> "Alves, Bernadette" wrote:
> >
> > I'm a student looking for help with my MSc dissertation
> looking at factors
> > associated with delivery by caesarean section. It's an analysis of a
> > database of about half a million records of women who gave birth in
> > hospital. I am using logistic regression and because my
> data are naturally
> > grouped, I'm using a multi-level approach to take account
> of the correlation
> > between women in the same hospital. I am therefore using
> xtlogit (rather
> > than logit). I find that I cannot run xtlogit with my
> entire 500,000
> > records - stata comes back with an error saying that it
> needs to be able to
> > set matsize to approximately 18,000. Unfortunately the
> matsize limit for
> > stata 7.0 is 800.
> >
> > I then took a 4% sample (approximately 20,000 records )
> which is the largest
> > that stata can cope with at a matsize of 800. But, and
> here's the weird
> > thing that I need help with.... The parameter estimates are
> very dependent
> > on the sample I take.
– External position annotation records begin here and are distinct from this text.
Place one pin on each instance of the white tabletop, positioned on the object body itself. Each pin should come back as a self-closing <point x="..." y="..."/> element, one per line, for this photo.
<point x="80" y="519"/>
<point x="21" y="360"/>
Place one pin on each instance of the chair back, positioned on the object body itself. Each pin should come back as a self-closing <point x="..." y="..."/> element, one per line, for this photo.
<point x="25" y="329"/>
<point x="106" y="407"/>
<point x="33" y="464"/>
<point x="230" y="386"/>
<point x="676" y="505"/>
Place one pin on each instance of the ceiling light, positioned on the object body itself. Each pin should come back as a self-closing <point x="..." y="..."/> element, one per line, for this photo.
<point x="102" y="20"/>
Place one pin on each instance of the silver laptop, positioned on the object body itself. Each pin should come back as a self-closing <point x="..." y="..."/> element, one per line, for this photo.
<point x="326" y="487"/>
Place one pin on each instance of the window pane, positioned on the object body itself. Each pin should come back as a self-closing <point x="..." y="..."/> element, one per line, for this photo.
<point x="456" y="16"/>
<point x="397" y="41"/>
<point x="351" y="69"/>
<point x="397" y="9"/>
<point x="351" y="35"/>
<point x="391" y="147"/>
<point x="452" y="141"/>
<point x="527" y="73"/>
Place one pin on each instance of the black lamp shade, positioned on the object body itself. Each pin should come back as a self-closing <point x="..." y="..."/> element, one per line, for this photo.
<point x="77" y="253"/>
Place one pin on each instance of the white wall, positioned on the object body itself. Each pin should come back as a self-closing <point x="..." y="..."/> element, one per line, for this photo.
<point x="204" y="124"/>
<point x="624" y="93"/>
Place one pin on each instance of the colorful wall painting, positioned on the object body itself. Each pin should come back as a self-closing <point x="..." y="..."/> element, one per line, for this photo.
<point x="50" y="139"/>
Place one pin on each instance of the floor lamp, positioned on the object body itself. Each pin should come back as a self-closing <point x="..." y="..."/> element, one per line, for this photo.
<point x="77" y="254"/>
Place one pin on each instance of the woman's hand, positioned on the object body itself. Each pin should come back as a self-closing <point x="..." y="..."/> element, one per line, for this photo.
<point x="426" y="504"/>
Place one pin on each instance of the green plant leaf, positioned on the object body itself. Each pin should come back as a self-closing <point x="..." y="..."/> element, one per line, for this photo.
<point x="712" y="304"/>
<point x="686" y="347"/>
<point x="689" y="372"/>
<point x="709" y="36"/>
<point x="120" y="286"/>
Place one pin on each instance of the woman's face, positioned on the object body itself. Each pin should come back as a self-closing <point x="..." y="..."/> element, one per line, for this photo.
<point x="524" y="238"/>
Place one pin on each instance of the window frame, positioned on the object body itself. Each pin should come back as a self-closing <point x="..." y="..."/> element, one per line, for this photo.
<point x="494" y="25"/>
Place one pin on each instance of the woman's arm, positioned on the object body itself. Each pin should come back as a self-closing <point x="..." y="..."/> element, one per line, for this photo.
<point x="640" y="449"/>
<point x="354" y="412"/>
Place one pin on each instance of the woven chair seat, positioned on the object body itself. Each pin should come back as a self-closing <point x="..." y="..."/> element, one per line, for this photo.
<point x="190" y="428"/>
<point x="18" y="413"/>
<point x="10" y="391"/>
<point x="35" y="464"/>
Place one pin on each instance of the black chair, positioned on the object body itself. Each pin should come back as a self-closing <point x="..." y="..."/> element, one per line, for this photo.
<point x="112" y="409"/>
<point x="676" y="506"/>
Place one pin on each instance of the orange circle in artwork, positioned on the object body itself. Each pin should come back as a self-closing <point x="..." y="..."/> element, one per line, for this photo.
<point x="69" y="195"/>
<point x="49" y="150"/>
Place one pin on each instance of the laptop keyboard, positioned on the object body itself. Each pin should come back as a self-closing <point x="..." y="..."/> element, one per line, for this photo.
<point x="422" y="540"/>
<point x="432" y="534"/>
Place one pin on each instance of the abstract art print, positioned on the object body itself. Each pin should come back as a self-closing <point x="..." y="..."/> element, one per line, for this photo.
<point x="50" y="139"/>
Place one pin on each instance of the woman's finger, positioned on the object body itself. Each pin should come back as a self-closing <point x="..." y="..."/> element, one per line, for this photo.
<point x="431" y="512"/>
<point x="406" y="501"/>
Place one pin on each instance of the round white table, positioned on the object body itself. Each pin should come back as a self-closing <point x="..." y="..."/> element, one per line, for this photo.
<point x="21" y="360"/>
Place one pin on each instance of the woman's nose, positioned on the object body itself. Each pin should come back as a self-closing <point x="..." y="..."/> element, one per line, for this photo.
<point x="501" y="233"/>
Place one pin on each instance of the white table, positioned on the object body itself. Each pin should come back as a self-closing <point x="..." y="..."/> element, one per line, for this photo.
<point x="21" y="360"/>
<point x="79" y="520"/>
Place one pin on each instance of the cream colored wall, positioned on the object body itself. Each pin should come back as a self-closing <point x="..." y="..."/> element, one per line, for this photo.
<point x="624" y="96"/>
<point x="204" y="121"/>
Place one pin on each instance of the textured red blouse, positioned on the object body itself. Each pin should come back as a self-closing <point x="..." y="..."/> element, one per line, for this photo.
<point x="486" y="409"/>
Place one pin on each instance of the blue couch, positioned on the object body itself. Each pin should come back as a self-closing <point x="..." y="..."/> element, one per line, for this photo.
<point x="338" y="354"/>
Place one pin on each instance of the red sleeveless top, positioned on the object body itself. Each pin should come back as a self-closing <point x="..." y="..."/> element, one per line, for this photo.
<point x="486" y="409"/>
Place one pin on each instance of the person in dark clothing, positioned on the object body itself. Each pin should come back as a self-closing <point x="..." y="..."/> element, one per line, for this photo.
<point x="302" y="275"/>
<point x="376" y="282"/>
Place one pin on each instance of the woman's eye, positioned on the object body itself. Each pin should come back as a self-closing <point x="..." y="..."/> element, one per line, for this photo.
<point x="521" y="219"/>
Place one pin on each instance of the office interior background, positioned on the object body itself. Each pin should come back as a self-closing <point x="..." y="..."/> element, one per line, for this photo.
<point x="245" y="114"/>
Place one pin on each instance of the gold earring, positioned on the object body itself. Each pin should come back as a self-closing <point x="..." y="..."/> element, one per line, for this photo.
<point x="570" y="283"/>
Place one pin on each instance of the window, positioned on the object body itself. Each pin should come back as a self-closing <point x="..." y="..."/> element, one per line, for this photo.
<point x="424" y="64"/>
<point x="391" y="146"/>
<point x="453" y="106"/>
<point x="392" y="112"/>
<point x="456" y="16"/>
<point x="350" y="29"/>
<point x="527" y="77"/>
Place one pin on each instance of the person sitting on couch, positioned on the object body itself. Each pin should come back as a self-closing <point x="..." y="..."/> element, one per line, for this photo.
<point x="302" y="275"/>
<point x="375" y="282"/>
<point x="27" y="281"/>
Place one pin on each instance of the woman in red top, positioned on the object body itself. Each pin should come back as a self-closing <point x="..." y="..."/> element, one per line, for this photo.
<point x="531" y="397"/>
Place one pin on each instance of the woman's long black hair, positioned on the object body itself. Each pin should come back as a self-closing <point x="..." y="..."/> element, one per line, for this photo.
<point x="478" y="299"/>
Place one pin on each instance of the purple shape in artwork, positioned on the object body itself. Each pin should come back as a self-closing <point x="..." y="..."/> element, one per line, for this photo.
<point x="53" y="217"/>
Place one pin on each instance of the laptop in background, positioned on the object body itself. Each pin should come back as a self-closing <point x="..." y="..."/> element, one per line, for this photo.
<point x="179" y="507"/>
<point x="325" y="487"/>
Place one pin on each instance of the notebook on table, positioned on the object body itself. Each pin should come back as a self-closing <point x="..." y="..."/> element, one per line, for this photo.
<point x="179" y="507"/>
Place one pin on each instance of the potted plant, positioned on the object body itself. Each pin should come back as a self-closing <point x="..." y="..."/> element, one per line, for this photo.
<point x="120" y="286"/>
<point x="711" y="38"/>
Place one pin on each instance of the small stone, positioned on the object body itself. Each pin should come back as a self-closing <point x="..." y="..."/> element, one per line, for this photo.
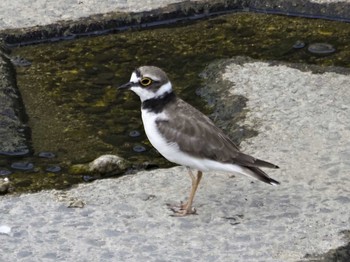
<point x="5" y="172"/>
<point x="321" y="48"/>
<point x="76" y="203"/>
<point x="5" y="230"/>
<point x="4" y="185"/>
<point x="46" y="154"/>
<point x="107" y="164"/>
<point x="53" y="169"/>
<point x="139" y="148"/>
<point x="134" y="133"/>
<point x="22" y="166"/>
<point x="299" y="44"/>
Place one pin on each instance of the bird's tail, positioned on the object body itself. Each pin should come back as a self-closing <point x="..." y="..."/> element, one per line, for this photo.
<point x="261" y="175"/>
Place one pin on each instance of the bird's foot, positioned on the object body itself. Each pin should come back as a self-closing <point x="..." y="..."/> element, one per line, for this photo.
<point x="182" y="210"/>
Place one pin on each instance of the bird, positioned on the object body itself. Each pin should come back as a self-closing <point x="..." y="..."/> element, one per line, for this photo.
<point x="187" y="137"/>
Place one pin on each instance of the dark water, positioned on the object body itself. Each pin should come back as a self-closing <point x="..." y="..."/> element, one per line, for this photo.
<point x="76" y="112"/>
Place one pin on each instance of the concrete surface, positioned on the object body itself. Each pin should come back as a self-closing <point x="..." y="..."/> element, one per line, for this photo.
<point x="302" y="122"/>
<point x="30" y="13"/>
<point x="302" y="119"/>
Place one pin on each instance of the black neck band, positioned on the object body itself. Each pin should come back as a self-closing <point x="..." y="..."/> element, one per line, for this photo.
<point x="157" y="104"/>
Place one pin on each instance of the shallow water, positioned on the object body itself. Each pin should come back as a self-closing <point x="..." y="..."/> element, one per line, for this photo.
<point x="76" y="112"/>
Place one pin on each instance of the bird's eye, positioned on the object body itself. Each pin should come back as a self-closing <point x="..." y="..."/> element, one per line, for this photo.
<point x="146" y="81"/>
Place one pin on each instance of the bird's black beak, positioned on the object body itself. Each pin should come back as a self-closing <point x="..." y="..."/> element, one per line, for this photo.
<point x="126" y="85"/>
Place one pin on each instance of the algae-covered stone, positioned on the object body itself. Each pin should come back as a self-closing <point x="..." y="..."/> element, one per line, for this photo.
<point x="4" y="185"/>
<point x="103" y="165"/>
<point x="13" y="131"/>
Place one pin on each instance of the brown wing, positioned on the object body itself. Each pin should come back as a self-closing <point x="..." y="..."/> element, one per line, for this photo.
<point x="197" y="135"/>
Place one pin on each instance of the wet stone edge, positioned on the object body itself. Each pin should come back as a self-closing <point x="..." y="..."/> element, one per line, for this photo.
<point x="184" y="11"/>
<point x="14" y="133"/>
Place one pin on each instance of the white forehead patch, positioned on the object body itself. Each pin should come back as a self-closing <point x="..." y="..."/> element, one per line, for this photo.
<point x="134" y="78"/>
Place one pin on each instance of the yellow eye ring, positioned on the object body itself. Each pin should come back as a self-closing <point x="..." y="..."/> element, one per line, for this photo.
<point x="146" y="81"/>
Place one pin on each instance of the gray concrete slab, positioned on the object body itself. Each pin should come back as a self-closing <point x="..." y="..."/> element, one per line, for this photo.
<point x="301" y="117"/>
<point x="30" y="13"/>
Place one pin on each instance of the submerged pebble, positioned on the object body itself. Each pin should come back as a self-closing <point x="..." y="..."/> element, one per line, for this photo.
<point x="321" y="48"/>
<point x="53" y="169"/>
<point x="299" y="44"/>
<point x="134" y="133"/>
<point x="139" y="148"/>
<point x="4" y="185"/>
<point x="22" y="165"/>
<point x="5" y="172"/>
<point x="46" y="154"/>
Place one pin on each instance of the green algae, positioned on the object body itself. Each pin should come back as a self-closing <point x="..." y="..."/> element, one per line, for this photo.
<point x="76" y="111"/>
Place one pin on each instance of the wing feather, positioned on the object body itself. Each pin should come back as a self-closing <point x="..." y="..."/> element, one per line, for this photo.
<point x="197" y="135"/>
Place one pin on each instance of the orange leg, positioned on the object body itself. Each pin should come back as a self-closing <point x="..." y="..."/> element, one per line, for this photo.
<point x="186" y="209"/>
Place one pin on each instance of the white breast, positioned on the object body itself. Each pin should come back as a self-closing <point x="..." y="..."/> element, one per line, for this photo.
<point x="157" y="140"/>
<point x="171" y="150"/>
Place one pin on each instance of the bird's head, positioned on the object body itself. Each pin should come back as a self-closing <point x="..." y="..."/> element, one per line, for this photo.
<point x="148" y="82"/>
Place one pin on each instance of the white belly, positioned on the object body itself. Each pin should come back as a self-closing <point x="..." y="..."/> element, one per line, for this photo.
<point x="171" y="150"/>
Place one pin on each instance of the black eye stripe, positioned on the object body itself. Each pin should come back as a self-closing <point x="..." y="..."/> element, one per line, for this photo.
<point x="138" y="73"/>
<point x="146" y="81"/>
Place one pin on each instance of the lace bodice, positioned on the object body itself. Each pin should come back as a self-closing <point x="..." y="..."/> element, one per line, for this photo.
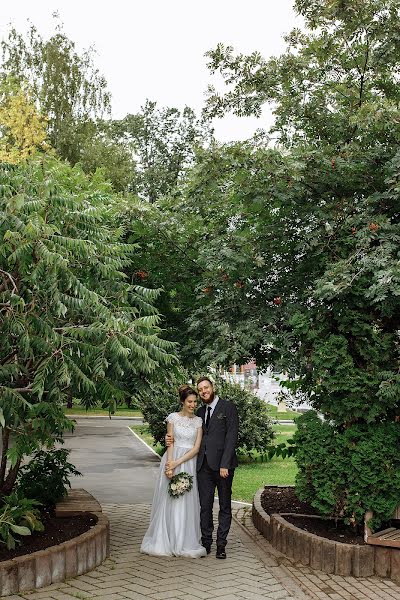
<point x="185" y="429"/>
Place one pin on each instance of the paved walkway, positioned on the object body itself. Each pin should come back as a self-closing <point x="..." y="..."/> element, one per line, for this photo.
<point x="253" y="570"/>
Sometimes I get a p-value of 0.05,
> for other samples I
> > get a p-value of 0.7. Here's an example of what I do to
> test whether
> > xdelmid is a predictor of emergency caesarean section.
> >
> > sample 4 /* this give me the 4% sample */
> >
> > xi: xtlogit emerg i.gestat i.age i.xdelmid, pa
> corr(exch) robust
> > i(provid)
> >
> > testparm _Ixdel* /* this does a wald test on xdelmid */
> >
> > Taking 10 different 4% sample, I find my estimates differ
> considerably and
> > my p-values range from 0.04 to 0.71.
> >
> > Why can't stata cope with the full dataset and why are the parameter
> > estimates so sensitive to the sample taken?
> >
> > I would be extremely grateful if someone could help me with this.
I know little about xtlogit and its memory requirements, so I can't
speak to that. But even with Stata SE, you would need a *huge* amount
of memory in your computer to run anything with a matsize of 11,000.
I would take your subsamples of complete locations -- that might be
causing the vast variation in significance across your samples.